そういうこともあって、彼は前述の台詞を口にしつつ、ひどく落ち込んでバイト先から帰ろうとしていた。
車に乗り込み、鍵を回そうとしたその時であるーー突然、空間が歪み始めたのだ。
「なんだこれ⁉︎周りの空間が歪んでいる⁉︎」
そう叫び、激しいパニック状態になってしまう智史。これも彼が持っている“特徴”のものなのだ。

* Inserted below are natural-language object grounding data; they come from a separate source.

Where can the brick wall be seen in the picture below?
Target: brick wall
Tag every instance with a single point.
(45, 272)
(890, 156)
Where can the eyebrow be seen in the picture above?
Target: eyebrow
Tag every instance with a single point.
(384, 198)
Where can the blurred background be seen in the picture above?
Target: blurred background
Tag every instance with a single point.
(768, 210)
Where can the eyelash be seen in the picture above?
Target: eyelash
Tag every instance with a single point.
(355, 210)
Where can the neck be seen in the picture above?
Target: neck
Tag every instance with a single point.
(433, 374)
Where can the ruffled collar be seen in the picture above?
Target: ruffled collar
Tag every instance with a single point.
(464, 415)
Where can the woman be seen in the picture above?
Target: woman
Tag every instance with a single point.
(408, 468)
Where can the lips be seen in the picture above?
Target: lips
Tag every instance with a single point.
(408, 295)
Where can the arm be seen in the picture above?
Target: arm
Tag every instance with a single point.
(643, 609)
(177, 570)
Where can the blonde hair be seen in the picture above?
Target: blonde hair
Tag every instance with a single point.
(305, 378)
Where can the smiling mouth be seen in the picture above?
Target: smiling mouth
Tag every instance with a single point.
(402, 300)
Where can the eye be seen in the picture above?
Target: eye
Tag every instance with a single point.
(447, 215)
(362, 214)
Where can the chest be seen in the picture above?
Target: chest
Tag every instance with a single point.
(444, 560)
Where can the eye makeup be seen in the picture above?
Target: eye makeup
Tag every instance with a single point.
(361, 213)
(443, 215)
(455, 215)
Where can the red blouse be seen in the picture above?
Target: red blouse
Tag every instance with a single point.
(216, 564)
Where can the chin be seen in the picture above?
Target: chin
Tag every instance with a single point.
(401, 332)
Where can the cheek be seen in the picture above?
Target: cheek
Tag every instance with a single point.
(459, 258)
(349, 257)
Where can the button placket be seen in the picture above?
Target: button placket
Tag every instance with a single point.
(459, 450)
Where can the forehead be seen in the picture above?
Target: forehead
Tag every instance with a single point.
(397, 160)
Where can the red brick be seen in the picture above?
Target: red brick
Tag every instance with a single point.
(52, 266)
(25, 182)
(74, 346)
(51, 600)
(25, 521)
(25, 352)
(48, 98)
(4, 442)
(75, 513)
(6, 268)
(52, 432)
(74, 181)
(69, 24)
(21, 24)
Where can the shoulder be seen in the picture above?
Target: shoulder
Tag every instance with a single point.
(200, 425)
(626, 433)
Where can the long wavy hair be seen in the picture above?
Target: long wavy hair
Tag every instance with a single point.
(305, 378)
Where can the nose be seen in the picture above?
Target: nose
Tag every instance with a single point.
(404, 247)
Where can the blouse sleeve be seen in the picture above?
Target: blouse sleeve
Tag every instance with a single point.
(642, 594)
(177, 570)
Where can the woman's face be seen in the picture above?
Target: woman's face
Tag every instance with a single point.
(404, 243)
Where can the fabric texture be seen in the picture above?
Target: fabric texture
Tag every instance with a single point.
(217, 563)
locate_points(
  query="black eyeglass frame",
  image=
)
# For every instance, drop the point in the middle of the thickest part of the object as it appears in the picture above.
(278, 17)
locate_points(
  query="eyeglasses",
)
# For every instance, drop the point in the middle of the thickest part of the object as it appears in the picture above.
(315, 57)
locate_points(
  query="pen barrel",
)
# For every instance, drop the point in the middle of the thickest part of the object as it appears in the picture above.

そんな状態の彼をよそに空間はどんどん歪んでいき、彼が元いた空間の景色は褪せていき、そして黒く染まっていく。
「た…助けて…、誰か…助けて…。」
そして最後には彼の意識が薄れ、そして眠りにつくように意識を失った。
彼が帰ってこないことを不審に思った親が警察に捜査を依頼し、警察が彼の車を見つけて調べたものの、その車の中には血痕一つ残っておらず、彼のカバンだけがそこにあった…
「あ…あれ…? い…き、てる?」
意識を失った彼はしばらくして目を覚ました、そして周りを見渡した。
「えっ…、この光景本物なの?」
彼は周りの景色を見て混乱した、それも無理はない、彼が気を失った元の世界とは全くと言っていいほど景色が異なっているのだ。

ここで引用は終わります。